16th Street Baptist Church is right across the street from Kelly Ingram Park. Photo by James Mendel.

The group then walked to the 16th Street Baptist Church, the location of the tragic bombing on Sept. 15, 1963 that killed four young girls. Stained glass windows illuminated the sanctuary and the church included a museum which portrayed the history of the church. Afterwards, McNeely took the students to the Birmingham Civil Rights Institute.

In the museum, there was an inspiring quote on the wall that read:

“I like to believe that the negative extremes of Birmingham’s past will resolve into the positive and utopian extreme of her future; that the sins of dark yesterday will be redeemed in the achievements of a bright tomorrow.”- Martin Luther King, Jr.

This quote was a perfect summation of the day in Birmingham. There were brutal times that lead to the city being referred to as “Bombingham,” but those times also helped influence hopeful leaders like King to restore peace and equality. The day came to a close with a heartfelt goodbye to the UA students as they headed back to Kansas City, while HBHA students continued their stay in Birmingham for the next couple days.

After a dinner at the Birmingham Jewish Community Center, HBHA students enjoyed a special surprise trip to Breakout Birmingham. The escape room at Breakout was a fun team building experience and a wonderful ending to an eventful day.
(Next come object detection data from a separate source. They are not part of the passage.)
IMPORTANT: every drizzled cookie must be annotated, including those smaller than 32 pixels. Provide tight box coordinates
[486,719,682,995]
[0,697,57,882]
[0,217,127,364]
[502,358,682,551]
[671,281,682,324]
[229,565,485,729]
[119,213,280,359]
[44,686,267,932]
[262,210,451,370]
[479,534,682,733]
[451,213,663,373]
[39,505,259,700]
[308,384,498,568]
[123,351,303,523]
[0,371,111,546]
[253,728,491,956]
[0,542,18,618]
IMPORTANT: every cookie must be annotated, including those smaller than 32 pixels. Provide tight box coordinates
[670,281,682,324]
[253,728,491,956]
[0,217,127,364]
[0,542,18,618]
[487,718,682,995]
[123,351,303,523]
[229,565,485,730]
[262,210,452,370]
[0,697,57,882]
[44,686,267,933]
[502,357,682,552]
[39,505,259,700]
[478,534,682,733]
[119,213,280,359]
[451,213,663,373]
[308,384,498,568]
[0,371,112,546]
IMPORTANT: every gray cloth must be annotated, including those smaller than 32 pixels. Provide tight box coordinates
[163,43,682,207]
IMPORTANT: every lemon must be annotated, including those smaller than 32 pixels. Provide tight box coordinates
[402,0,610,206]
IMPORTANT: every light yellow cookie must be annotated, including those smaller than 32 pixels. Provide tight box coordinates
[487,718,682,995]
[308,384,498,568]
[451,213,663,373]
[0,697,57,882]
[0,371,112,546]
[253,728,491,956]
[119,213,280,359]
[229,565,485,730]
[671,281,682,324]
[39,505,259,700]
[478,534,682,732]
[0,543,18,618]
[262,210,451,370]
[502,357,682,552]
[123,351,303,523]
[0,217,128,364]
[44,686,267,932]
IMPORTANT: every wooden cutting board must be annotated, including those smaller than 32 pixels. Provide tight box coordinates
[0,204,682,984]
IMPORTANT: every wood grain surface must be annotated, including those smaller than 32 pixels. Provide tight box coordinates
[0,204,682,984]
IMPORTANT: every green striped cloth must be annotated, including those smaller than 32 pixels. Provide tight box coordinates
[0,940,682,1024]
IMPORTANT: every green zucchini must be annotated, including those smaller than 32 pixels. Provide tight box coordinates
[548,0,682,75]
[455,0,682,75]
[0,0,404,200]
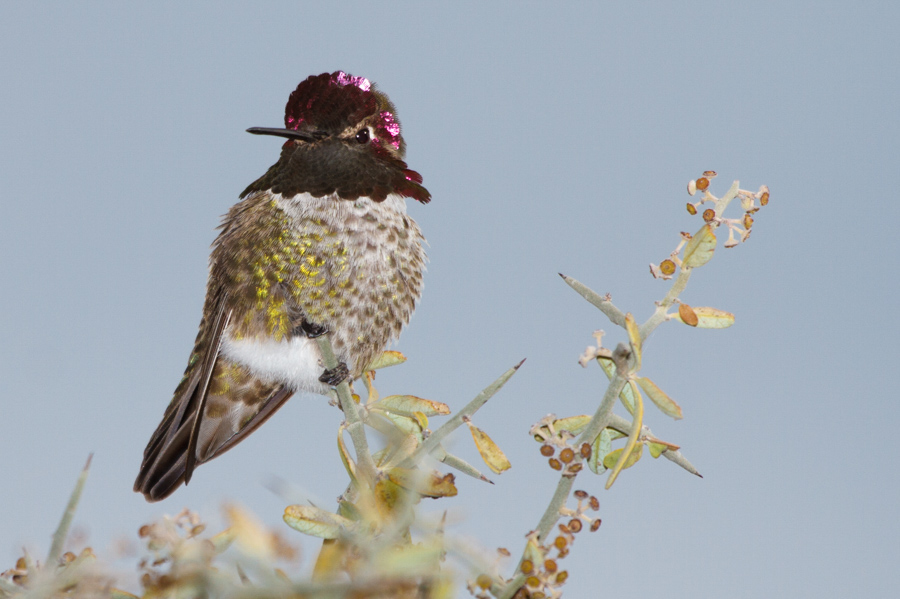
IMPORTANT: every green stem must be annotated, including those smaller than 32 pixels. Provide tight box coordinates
[400,360,525,468]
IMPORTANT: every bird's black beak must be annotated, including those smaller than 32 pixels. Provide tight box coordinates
[247,127,322,143]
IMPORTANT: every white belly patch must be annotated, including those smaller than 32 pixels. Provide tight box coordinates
[221,331,327,393]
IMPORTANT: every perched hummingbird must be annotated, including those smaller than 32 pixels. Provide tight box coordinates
[134,71,431,501]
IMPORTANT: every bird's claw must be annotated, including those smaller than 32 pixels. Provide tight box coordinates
[319,362,350,387]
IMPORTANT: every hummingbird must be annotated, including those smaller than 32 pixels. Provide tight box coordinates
[134,71,431,501]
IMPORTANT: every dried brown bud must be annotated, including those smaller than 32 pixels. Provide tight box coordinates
[475,574,491,590]
[659,258,675,277]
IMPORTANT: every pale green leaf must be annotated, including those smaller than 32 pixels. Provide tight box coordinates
[366,351,406,370]
[387,468,458,498]
[636,376,684,420]
[368,395,450,416]
[588,428,612,474]
[647,441,669,459]
[284,505,352,539]
[681,224,716,268]
[625,312,643,371]
[597,360,634,416]
[467,422,512,474]
[603,443,644,470]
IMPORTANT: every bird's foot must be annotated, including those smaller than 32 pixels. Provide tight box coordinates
[319,362,350,387]
[293,320,328,339]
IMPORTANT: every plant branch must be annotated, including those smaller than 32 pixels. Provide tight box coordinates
[400,360,525,467]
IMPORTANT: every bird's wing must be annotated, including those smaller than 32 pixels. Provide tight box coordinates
[134,295,293,501]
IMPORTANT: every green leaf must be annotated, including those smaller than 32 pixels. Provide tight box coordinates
[597,360,634,416]
[466,422,512,474]
[366,351,406,370]
[603,443,644,470]
[625,312,643,372]
[47,454,94,566]
[694,307,734,329]
[284,505,352,539]
[368,395,450,416]
[387,468,458,499]
[681,224,716,268]
[647,441,669,459]
[636,376,684,420]
[588,428,612,474]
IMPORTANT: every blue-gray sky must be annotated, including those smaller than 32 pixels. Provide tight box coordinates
[0,2,900,598]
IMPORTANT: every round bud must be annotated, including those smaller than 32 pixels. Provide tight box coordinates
[659,258,675,276]
[475,574,491,590]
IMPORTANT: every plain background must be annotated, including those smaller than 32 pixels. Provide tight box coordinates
[0,2,900,598]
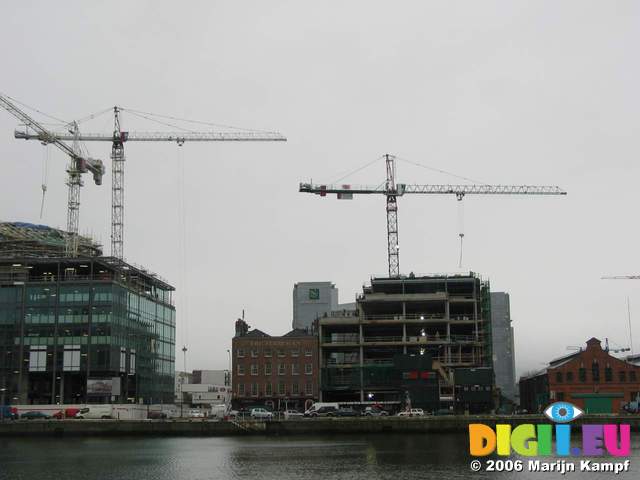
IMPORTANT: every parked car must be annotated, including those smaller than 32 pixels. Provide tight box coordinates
[304,402,340,417]
[75,405,113,420]
[251,408,273,420]
[284,410,304,420]
[433,408,455,415]
[362,407,389,417]
[309,407,338,418]
[147,410,167,420]
[20,412,51,420]
[51,408,80,420]
[336,407,360,417]
[398,408,424,417]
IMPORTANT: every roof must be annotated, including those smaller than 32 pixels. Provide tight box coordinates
[0,222,102,258]
[283,328,311,337]
[549,349,583,368]
[243,328,271,337]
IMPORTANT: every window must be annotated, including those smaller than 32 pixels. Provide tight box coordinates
[120,347,127,373]
[62,345,80,372]
[604,365,613,382]
[29,345,47,372]
[578,367,587,383]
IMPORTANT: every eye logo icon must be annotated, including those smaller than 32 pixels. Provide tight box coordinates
[544,402,584,423]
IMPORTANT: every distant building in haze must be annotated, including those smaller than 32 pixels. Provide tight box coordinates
[292,282,338,331]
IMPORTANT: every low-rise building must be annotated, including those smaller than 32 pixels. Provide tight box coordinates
[232,320,318,410]
[520,338,640,413]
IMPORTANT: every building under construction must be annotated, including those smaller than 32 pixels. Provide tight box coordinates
[318,273,493,410]
[0,223,175,405]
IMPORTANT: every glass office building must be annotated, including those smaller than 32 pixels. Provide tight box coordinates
[0,224,175,404]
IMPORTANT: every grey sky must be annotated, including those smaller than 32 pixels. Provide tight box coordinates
[0,1,640,373]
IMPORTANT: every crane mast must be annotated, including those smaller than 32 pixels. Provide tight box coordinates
[14,106,287,260]
[299,154,567,277]
[0,94,105,257]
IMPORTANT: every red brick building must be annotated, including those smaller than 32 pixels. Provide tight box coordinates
[232,320,318,411]
[547,338,640,413]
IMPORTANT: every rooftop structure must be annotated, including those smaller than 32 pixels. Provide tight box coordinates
[0,222,102,258]
[292,282,338,331]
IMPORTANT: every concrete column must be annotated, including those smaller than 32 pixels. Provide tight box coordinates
[402,323,407,355]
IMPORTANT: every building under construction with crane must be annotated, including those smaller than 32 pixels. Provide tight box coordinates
[300,154,566,411]
[318,273,492,406]
[0,94,286,405]
[0,223,176,404]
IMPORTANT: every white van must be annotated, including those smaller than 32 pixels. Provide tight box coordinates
[75,405,113,420]
[304,402,340,417]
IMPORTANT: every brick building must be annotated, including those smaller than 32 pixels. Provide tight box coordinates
[520,338,640,413]
[232,320,318,410]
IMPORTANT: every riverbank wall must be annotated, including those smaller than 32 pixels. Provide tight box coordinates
[0,415,640,437]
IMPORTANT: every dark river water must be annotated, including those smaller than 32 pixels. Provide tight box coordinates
[0,434,640,480]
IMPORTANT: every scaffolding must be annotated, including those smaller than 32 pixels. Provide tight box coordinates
[0,222,102,258]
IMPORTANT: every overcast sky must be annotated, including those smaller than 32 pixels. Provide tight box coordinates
[0,0,640,373]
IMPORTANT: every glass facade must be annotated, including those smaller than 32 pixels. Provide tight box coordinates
[0,259,176,404]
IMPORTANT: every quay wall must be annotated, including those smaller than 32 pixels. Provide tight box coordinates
[0,415,640,437]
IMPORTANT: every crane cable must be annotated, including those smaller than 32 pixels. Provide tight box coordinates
[457,195,464,268]
[177,144,189,350]
[40,144,49,220]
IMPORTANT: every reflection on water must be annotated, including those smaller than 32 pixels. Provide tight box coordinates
[0,434,640,480]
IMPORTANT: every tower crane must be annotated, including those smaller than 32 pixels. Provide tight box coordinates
[299,154,567,277]
[14,107,287,260]
[0,94,105,256]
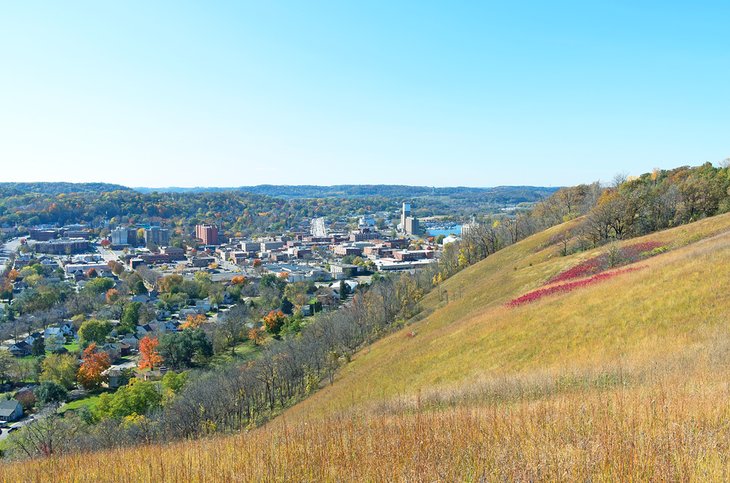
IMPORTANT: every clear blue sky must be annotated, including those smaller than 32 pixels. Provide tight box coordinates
[0,0,730,187]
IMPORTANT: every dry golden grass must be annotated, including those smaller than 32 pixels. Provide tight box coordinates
[0,215,730,481]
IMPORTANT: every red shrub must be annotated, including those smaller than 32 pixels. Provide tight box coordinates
[507,267,644,307]
[546,241,664,285]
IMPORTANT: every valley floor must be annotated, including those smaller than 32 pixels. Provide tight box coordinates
[0,215,730,481]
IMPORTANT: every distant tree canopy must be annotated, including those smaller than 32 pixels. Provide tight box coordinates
[0,183,555,240]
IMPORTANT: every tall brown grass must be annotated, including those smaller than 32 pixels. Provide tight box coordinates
[0,215,730,481]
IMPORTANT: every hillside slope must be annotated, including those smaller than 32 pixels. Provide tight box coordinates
[7,215,730,481]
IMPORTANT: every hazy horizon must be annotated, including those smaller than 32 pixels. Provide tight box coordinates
[0,2,730,187]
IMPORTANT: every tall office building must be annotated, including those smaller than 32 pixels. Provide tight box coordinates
[195,225,218,245]
[400,202,421,235]
[310,217,327,237]
[400,202,411,231]
[144,226,170,247]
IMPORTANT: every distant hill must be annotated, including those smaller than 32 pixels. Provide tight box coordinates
[134,184,559,204]
[8,208,730,481]
[0,182,131,196]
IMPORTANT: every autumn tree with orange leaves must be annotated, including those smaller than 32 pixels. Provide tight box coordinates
[139,336,162,370]
[76,342,111,389]
[180,314,208,329]
[264,310,286,335]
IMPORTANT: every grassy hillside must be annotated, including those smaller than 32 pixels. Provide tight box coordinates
[7,215,730,481]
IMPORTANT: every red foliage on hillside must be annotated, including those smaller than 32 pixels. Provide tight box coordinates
[507,267,644,307]
[547,241,664,284]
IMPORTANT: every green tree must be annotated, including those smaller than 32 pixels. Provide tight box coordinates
[79,319,112,346]
[35,381,68,404]
[120,302,142,332]
[30,337,46,357]
[157,329,213,369]
[40,354,78,389]
[84,277,114,294]
[0,349,15,384]
[95,379,162,419]
[46,334,66,353]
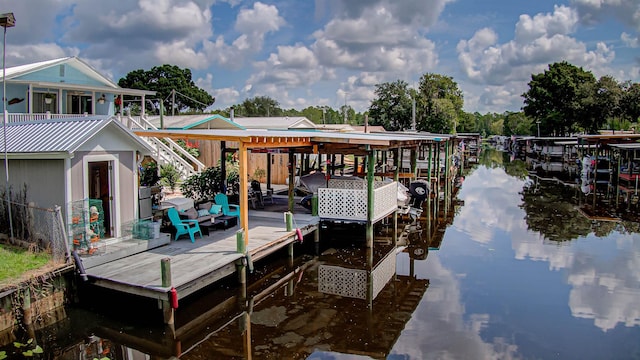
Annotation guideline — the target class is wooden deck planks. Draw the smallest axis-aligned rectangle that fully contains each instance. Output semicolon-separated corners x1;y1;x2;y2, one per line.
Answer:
87;216;317;298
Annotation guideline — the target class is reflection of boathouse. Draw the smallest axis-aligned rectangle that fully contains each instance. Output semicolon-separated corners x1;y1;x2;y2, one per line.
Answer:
61;250;429;360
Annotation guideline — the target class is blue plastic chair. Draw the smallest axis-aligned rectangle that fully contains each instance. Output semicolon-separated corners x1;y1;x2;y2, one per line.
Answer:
167;208;202;242
218;193;240;219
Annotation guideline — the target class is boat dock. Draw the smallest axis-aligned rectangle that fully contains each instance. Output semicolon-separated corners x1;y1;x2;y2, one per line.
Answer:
85;211;318;324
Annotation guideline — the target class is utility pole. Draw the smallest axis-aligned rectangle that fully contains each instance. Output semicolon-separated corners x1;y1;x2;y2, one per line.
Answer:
171;89;176;116
342;91;347;124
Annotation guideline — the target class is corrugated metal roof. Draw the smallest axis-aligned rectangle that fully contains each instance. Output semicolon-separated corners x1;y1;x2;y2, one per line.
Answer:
0;116;148;154
233;116;315;130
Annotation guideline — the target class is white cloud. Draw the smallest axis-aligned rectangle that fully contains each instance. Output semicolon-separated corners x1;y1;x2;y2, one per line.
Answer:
457;6;615;112
620;32;640;48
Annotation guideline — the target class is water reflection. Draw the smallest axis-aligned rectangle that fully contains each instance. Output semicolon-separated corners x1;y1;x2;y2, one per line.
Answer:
2;148;640;359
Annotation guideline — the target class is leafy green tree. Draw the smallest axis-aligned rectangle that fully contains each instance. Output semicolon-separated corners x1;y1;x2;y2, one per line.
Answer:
234;96;283;117
160;164;180;192
369;80;412;131
118;64;215;113
416;73;464;133
458;112;478;133
500;111;538;136
522;61;597;136
620;82;640;122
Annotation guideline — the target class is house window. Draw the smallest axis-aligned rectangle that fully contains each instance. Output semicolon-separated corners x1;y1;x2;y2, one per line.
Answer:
33;92;58;114
67;95;93;114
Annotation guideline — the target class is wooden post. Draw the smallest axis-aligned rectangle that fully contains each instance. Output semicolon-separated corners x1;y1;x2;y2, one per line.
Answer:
22;287;33;325
267;153;272;190
411;148;418;178
220;141;227;194
236;229;247;288
289;149;296;212
238;141;249;247
392;148;400;248
160;258;175;326
160;258;173;287
366;145;376;248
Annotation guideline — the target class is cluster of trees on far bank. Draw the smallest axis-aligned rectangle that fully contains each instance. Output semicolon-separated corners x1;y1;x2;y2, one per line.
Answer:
118;61;640;136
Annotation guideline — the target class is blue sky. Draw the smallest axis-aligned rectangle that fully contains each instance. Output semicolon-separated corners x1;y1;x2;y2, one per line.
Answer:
0;0;640;113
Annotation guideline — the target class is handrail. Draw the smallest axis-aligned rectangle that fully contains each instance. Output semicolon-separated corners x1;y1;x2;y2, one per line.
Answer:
7;112;89;123
129;116;206;171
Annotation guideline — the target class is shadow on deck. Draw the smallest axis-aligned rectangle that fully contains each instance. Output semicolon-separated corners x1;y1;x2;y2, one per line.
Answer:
83;210;318;306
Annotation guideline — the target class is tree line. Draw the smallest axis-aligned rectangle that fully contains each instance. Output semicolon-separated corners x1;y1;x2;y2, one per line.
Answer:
118;61;640;136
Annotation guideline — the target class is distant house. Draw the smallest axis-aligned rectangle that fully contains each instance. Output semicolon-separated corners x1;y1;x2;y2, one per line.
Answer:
0;57;155;122
231;116;316;130
0;116;151;237
148;114;245;130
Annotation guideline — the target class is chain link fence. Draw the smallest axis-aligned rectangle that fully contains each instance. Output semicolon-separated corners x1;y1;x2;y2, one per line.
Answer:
0;193;69;264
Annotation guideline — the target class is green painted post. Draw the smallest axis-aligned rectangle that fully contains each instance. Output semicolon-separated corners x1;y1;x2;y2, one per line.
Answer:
236;230;247;254
411;148;418;178
311;194;318;216
284;211;293;231
427;144;433;181
160;258;172;287
160;258;175;325
366;145;376;248
392;149;400;248
22;287;33;325
267;153;272;189
288;150;296;212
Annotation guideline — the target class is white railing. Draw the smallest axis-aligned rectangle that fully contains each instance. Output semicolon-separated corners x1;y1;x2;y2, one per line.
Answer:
120;116;206;179
318;179;398;222
7;112;89;123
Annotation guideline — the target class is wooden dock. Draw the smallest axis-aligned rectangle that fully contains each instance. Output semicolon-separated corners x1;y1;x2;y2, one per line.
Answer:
86;211;318;310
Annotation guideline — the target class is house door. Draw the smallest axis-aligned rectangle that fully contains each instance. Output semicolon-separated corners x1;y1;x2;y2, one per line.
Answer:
88;161;113;237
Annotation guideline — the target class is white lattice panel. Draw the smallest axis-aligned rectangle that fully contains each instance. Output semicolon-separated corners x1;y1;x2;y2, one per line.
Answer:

The next day, the HBHA students gave back to the city that they learned so much about, and they got to know Birmingham, Ala.’s Jewish community. Throughout the day, the freshmen and sophomores planted and cleaned a community garden, performed cleaning maintenance to an after school program facility, and painted a house for an elderly resident.

For sophomore Amanda Sokol, painting the house was an impactful experience. She described the community service project as being “a fun time to paint with my friends, listening to music, and being silly with each other.” Sokol added, “it felt so great to help this woman that could possibly lose her homeowner’s insurance. We were there to do that for her for free.” Coincidentally, the street number on the home was 613, the number of commandments in the Jewish bible.

Next, HBHA students got the chance to visit N.E. Miles Jewish Day School for their weekly Kabbalat Shabbat service. This tradition is similar to Taste of Shabbat, the celebration of Shabbat that takes place weekly at HBHA. It was a meaningful experience for the students to participate in a service similar to the one at their own school, but 600 miles away. The group finished the day with dinner and Shabbat services at Temple Beth-El, where they assisted in celebrating the Bat Mitzvah of Ida Rose Rutkoff.

Saturday, March 19 was the group’s final day in Birmingham, Ala.. It began with a walk to Shabbat morning services and lunch at Temple Beth-El. Students then spent the day relaxing at the hotel in observance of Shabbat. Sophomores Eliana Schuster and Haidee Clauer led the group in a musical Havdalah, a prayer sung at the conclusion of Shabbat, in the hotel. Lastly, the students split into two groups and traveled to an indoor trampoline park and a laser tag arena.

For a majority of the students and chaperones, this was their first time in Birmingham, Ala.

and many did not know what to expect from the city. Freshman Alina Bell “felt such a big connection to the city and it helped me understand the civil rights movement and how I can change the world one step at a time.” Birmingham, Ala. was an important stop on the Civil Rights Tour for the students to have a fully-formed view of the movement.